Breakthrough Cancer Treatment: Dual-Drug Nanoparticles Double Survival Rates in Mice

December 23, 2024
Breakthrough Cancer Treatment: Dual-Drug Nanoparticles Double Survival Rates in Mice
  • Researchers at Tel Aviv University have developed a groundbreaking platform for delivering two cancer-fighting drugs simultaneously, significantly enhancing treatment effectiveness while minimizing side effects, as detailed in a study published in Science Advances on December 23, 2024.

  • The innovative platform utilizes biodegradable nanoparticles loaded with FDA-approved drug pairs: BRAF and MEK inhibitors for melanoma, and PARP and PD-L1 inhibitors for BRCA-mutated breast cancer.

  • Experimental results demonstrated that the dual-drug delivery method significantly outperformed traditional separate drug administration, using doses 30 times lower than previous studies and resulting in a 2.5-fold improvement in time to progression and a twofold increase in median survival for treated mice.

  • Mice treated with the nanoparticles demonstrated remarkable longevity, living twice as long as those receiving free drugs and three times longer than untreated mice.

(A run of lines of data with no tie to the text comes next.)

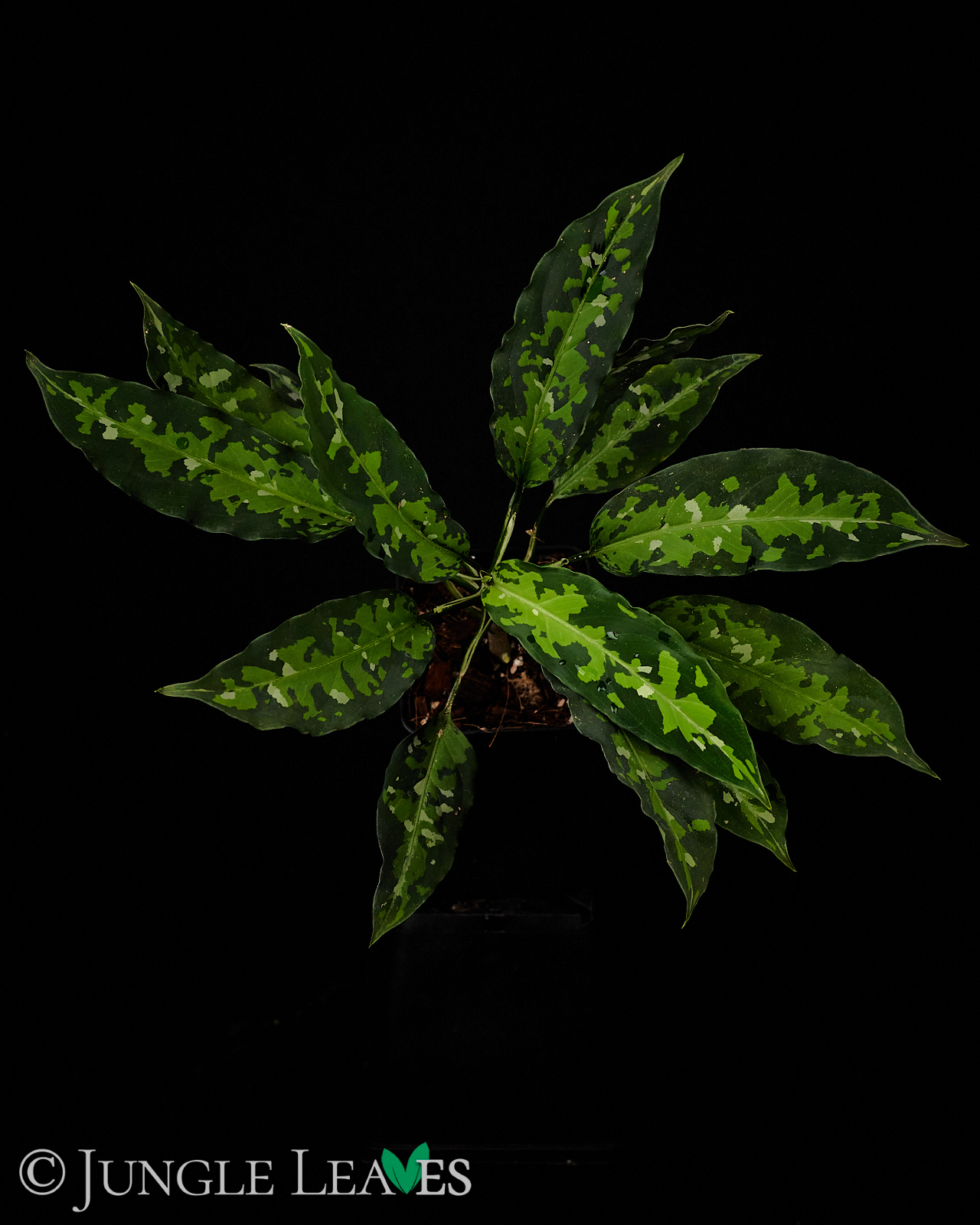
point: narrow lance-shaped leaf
(428, 790)
(340, 663)
(739, 815)
(367, 467)
(671, 793)
(181, 361)
(629, 665)
(175, 455)
(567, 328)
(769, 508)
(784, 678)
(643, 354)
(642, 418)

  • These nanoparticles are engineered to target cancer cells by attaching to sulfate groups that specifically bind to P-selectin, a protein found in high levels on cancer cells and their associated blood vessels.

  • This new method addresses the common issue in cancer therapies where drugs fail to reach tumors simultaneously due to differing chemical properties, which can diminish their combined effectiveness.

  • In controlled studies, untreated mice exhibited survival rates three times lower than those treated with the nanoparticles, underscoring the method's effectiveness.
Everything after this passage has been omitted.